Car Doors Open Big Savings on Packaging

Export Packing

On a continuing basis, we are tasked with cost-down projects for packaging. For example, one project we reviewed was the method of packing doors into crates for export.

The existing packing method was to locate 40 doors into a wooden crate and then pack 2 wooden crates into a modular steel crate thus providing a total of 80 doors per steel crate.  The doors were secured into each wooden crate by foam covered timber supports and protected from scratch & deformation damage by the use of plastic corrugated board. The kiln- dried timber crates were  internally furnished with  materials which included a polythene bag, VCI anti-rust paper, specialist polycross film in addition to the inclusion of a specific quantity of desiccant which was used to support a low moisture environment  within the package.
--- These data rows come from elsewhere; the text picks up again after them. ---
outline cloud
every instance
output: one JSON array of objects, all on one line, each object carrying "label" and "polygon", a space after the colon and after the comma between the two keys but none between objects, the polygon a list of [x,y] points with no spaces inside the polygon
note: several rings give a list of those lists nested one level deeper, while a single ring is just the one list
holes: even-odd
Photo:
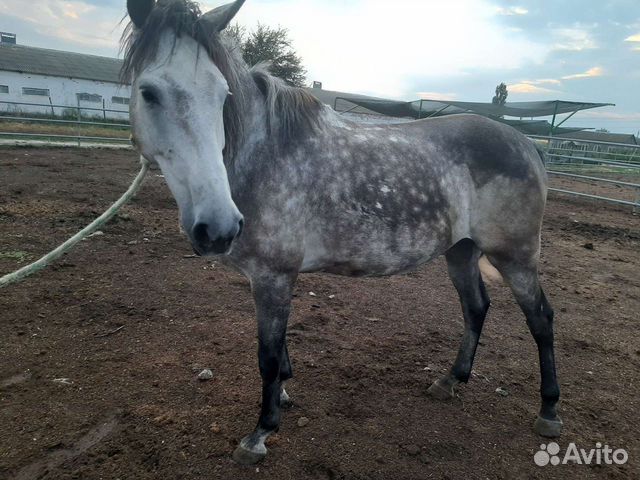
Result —
[{"label": "cloud", "polygon": [[64,12],[64,16],[73,18],[74,20],[78,20],[80,18],[80,15],[78,14],[78,12],[76,12],[75,10],[71,10],[69,8],[67,8],[67,10]]},{"label": "cloud", "polygon": [[496,12],[498,15],[512,17],[515,15],[526,15],[529,13],[529,10],[523,7],[498,7],[496,8]]},{"label": "cloud", "polygon": [[560,80],[555,78],[541,78],[539,80],[525,80],[524,83],[530,83],[532,85],[561,85]]},{"label": "cloud", "polygon": [[580,78],[594,78],[604,75],[604,69],[602,67],[593,67],[584,73],[576,73],[573,75],[566,75],[562,77],[563,80],[578,80]]},{"label": "cloud", "polygon": [[[215,6],[205,3],[203,10]],[[388,0],[272,0],[247,4],[238,22],[289,28],[309,80],[328,89],[414,98],[416,79],[424,85],[542,62],[549,46],[497,28],[495,12],[490,0],[398,0],[394,8]],[[416,19],[415,28],[408,18]],[[446,19],[455,19],[455,27]]]},{"label": "cloud", "polygon": [[581,52],[598,48],[591,32],[585,27],[558,28],[554,30],[556,41],[555,50]]},{"label": "cloud", "polygon": [[[613,107],[612,107],[613,108]],[[605,110],[585,110],[580,112],[585,118],[613,120],[616,122],[640,122],[640,112],[620,113]]]},{"label": "cloud", "polygon": [[[640,33],[631,35],[630,37],[625,38],[624,41],[630,43],[640,43]],[[633,50],[634,52],[640,52],[640,45],[634,45],[631,50]]]},{"label": "cloud", "polygon": [[507,85],[509,93],[524,93],[524,94],[538,94],[538,93],[556,93],[555,90],[539,87],[532,83],[521,82]]},{"label": "cloud", "polygon": [[449,100],[453,101],[458,98],[455,93],[440,93],[440,92],[418,92],[418,98],[423,100]]},{"label": "cloud", "polygon": [[560,86],[562,82],[555,78],[540,78],[538,80],[522,80],[519,83],[508,85],[510,93],[539,94],[539,93],[559,93],[557,90],[542,87],[541,85]]},{"label": "cloud", "polygon": [[[114,7],[109,2],[98,5],[79,0],[31,0],[28,5],[23,0],[2,0],[0,16],[12,18],[16,23],[22,21],[38,36],[68,42],[72,44],[67,47],[70,50],[99,49],[106,53],[117,51],[122,29],[118,21],[124,2],[117,9]],[[52,48],[48,43],[34,46]]]}]

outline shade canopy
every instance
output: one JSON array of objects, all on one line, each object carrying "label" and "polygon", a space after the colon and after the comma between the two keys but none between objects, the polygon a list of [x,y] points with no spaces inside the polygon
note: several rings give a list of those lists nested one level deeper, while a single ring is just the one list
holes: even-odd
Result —
[{"label": "shade canopy", "polygon": [[536,118],[574,113],[591,108],[615,106],[613,103],[567,102],[550,100],[543,102],[507,102],[504,105],[482,102],[453,102],[443,100],[396,100],[368,99],[358,97],[340,98],[374,112],[394,117],[426,118],[453,113],[477,113],[491,117]]},{"label": "shade canopy", "polygon": [[[388,115],[391,117],[429,118],[456,113],[475,113],[492,118],[530,135],[548,135],[553,130],[554,134],[577,132],[583,128],[559,128],[546,120],[522,120],[523,118],[536,118],[557,116],[562,114],[575,114],[581,110],[614,106],[612,103],[568,102],[564,100],[550,100],[543,102],[508,102],[504,105],[481,102],[454,102],[444,100],[416,100],[402,102],[362,97],[338,97],[337,100],[346,100],[354,105],[368,110]],[[516,117],[508,120],[504,117]]]},{"label": "shade canopy", "polygon": [[552,127],[546,120],[508,120],[506,118],[490,117],[500,123],[505,123],[526,135],[549,135],[553,128],[554,135],[562,135],[584,130],[582,127]]},{"label": "shade canopy", "polygon": [[481,102],[454,102],[444,100],[396,100],[341,98],[374,112],[394,117],[426,118],[453,113],[477,113],[491,117],[536,118],[574,113],[592,108],[614,106],[612,103],[567,102],[550,100],[544,102],[508,102],[504,105]]}]

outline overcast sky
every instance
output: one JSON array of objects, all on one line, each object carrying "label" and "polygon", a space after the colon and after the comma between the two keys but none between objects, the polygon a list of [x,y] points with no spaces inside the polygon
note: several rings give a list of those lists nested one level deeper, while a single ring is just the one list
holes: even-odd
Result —
[{"label": "overcast sky", "polygon": [[[201,2],[203,10],[219,3]],[[224,2],[220,2],[224,3]],[[115,56],[125,0],[2,0],[0,30],[38,47]],[[568,124],[640,130],[638,0],[247,0],[284,26],[324,88],[387,98],[615,103]]]}]

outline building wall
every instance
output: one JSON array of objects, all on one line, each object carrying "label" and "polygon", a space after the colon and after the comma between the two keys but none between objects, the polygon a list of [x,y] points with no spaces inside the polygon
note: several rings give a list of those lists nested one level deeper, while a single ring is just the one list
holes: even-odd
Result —
[{"label": "building wall", "polygon": [[[32,75],[18,72],[0,71],[0,85],[9,87],[9,93],[2,93],[0,90],[0,102],[20,102],[49,104],[49,98],[40,95],[24,95],[23,87],[49,89],[51,102],[54,105],[65,105],[75,107],[78,105],[76,94],[88,93],[100,95],[104,99],[104,108],[107,110],[118,110],[125,113],[103,112],[103,103],[81,101],[80,107],[96,108],[100,111],[82,110],[83,115],[90,115],[104,118],[106,115],[110,119],[128,119],[128,105],[112,102],[113,97],[126,97],[131,95],[129,86],[120,86],[115,83],[96,82],[93,80],[78,80],[73,78],[49,77],[45,75]],[[54,108],[56,115],[61,115],[63,108]],[[51,114],[51,107],[31,107],[28,105],[7,105],[0,103],[0,111],[22,111],[24,113],[45,113]]]}]

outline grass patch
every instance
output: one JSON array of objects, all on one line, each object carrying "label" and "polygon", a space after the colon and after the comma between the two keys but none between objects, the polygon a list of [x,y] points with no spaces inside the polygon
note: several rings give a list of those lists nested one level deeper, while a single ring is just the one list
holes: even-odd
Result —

The orientation of the two wooden crates within the steel crate was altered so that their size could be increased to accept a larger number of doors, thus reducing the packaging cost per part.

There was a vulnerable area to the side of the doors which needed to be protected with a strip of corrugated plastic. As a result of this, the doors would ‘fan out’ when packed in lots of more than 30.  This was overcome by dividing the crate into 2 areas, each taking 30 doors, rather than one area for 40 or 60 doors.

The results of this based on 30,000 car sets per annum (60,000 pieces) were an impressive saving of 500 timber crates, 250 modular steel crates, 5,000 bags of desiccant and 32 fewer sea containers required for shipment. In addition, there were packing process labour savings due to a smaller number of crates to assemble, fewer modular steel crates to erect, and fewer containers to pack. Also, the packing process per piece should take less time due to the plastic corrugated & foam already being fitted into the crates.

The estimated total direct packaging savings equated to nearly £60,000 per annum, with indirect cost savings approaching a similar figure.